When you are learning a new skill, looking and learning for others isn't a wrong thing to do. However, it can be detrimental if we don't remember that we are looking to the other person because they have already mastered the skill we are learning. Forgetting that they, too, were once novices and instead comparing novice self to their master self can lead to feelings of frustration, doubt, self-loathing, etc.
I almost fell into the trap of comparison on Thursday morning.
I have a runner friend who I greatly admire. She is currently running 85 miles a week. She gets up at 4:45 in the morning every day to run at least 10 miles; longer runs on the weekends. She is diligent and determined to meet her goal of qualifying for the Olympic marathon trials. She is bad-a$$. And on top of that, she is super kind.
She is an inspiration.
I also recently read a Facebook post from a friend quoting Kobe Bryant. He was getting an ESPN inspiration award. During his acceptance speech he said he wasn't on stage because he had some super-human skill. He was on stage because of the hard work he had put in; the 4 a.m. practices, the double-days, the never letting anyone dissuade him from his dream. He was diligent and determined.
So, back to Thursday morning.
I generally meet a friend in the mornings at 5 a.m. to run. Thursday morning the alarm went off as usual. I checked the weather and saw that it was 13* but felt like 5* with the wind. I sent a text to my friend saying it was too cold and I wasn't going to make it. The text was sent and the negative self-talk immediately started.
"Your bad-a$$ running friend wouldn't cancel. There is no quit in her"
"Guess you don't want this BQ marathon goal bad enough"
"You should be a little tougher"
"I can't believe you cancelled. What is wrong with you?"
The self-insults went on for a few more seconds and then I said to myself, "Stop it! You can't compare yourself to T. She is on a different journey and has different goals. Let's take a look at all that you have accomplished so far this year."
- I reached 100 miles for the year even though Mother Nature has been making it quite challenging to be out on the roads. Don't compare yourself to T's mileage. She is training for the Olympic Trials!
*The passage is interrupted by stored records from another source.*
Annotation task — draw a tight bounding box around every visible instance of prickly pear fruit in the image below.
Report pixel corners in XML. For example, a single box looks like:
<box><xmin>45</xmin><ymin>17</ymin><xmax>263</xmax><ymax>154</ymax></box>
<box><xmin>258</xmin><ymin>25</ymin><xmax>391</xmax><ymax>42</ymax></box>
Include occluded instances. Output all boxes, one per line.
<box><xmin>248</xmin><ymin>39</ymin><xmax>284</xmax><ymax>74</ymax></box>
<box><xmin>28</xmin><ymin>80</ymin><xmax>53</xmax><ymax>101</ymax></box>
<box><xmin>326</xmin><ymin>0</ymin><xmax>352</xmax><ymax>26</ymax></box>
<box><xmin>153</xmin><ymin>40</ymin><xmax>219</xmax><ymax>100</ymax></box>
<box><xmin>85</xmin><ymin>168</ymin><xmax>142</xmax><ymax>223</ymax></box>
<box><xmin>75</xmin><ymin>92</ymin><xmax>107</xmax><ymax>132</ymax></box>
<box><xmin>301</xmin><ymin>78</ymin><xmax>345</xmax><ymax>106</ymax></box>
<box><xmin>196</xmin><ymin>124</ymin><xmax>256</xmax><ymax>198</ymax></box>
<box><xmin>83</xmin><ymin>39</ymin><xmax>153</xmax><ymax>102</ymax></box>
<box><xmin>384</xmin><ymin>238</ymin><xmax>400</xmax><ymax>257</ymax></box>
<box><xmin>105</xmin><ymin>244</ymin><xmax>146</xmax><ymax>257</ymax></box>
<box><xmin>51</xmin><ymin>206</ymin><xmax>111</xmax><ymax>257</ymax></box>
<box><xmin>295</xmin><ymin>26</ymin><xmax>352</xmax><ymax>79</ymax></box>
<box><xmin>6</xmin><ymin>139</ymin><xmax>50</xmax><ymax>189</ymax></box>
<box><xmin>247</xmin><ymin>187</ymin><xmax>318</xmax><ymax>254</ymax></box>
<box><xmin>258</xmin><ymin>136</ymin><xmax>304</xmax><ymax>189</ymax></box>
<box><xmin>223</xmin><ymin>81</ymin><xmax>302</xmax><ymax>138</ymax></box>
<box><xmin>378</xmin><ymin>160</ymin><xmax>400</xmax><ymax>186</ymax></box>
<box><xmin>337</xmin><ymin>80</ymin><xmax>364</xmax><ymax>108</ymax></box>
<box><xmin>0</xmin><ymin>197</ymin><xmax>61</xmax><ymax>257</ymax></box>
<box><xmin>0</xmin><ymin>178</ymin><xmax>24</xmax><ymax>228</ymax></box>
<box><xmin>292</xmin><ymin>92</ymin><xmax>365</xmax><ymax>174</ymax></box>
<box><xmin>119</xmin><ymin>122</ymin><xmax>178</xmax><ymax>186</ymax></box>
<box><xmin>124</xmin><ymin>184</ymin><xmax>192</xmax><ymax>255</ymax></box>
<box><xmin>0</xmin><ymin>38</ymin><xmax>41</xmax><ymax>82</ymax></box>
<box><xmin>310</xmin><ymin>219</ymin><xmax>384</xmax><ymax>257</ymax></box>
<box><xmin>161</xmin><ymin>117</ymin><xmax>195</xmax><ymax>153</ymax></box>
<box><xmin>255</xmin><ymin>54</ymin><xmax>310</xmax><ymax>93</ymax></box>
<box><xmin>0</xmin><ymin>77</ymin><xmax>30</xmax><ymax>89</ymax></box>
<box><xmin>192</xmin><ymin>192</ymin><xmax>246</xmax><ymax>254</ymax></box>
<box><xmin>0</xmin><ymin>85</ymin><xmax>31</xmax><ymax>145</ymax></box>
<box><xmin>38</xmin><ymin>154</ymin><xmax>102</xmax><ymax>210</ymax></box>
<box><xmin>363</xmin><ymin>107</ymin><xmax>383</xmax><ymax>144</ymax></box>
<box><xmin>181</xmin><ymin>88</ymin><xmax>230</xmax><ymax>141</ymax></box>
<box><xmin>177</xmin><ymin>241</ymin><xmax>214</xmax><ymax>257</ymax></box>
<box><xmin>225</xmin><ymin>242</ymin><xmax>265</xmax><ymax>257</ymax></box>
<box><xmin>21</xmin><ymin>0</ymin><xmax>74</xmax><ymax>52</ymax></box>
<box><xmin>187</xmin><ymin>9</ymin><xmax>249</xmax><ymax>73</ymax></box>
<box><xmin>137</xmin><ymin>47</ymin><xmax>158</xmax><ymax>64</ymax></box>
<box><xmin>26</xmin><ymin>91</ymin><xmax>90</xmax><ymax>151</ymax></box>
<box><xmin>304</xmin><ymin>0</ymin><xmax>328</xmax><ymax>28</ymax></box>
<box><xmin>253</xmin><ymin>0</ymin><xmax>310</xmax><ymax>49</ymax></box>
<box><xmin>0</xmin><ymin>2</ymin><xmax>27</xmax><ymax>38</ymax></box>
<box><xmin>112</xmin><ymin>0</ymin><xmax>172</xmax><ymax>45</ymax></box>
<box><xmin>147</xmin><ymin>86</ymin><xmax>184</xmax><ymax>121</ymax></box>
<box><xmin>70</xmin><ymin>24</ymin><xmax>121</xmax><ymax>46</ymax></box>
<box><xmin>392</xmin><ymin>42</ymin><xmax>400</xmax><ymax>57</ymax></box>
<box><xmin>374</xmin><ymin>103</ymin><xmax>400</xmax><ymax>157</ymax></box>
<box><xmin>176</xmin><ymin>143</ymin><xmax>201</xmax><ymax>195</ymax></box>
- I have learned to not dread the treadmill and can now run 6-8 miles on it without feeling like I want to gouge my eyes out.
- I have been doing double workouts almost every day. I try to get a run in the morning and then weights or yoga at night. On days when I didn't get in a morning run, I will run either before or after weights/yoga.
Reminding myself of my progress and my own goals helped draw me out of my self-loathing funk. I also reminded myself that if I compare myself to someone else who is more of an expert, I lose focus of the joy I have discovered in my journey.
Comparison isn't always bad, especially when trying to learn a new skills. But comparison can be the thief of joy if we only focus on what we don't have yet.
As a friend pointed out on my Facebook video on this same subject, sin is the thief of joy. Yes, it is. And comparison can be sinful if it causes us to become envious, covetous, and full of self-doubt. Turning to God and asking for His help and grace is the cure for those behaviors, as another friend pointed out during the same conversation.
I will always look to my friend for inspiration. But I will remember that her journey and goals are not my journey and goals. She is much farther along in her running journey than I am. I will find joy in where I am at and the progress I am making. And I will remember that I can do all things through Christ who strengthens me.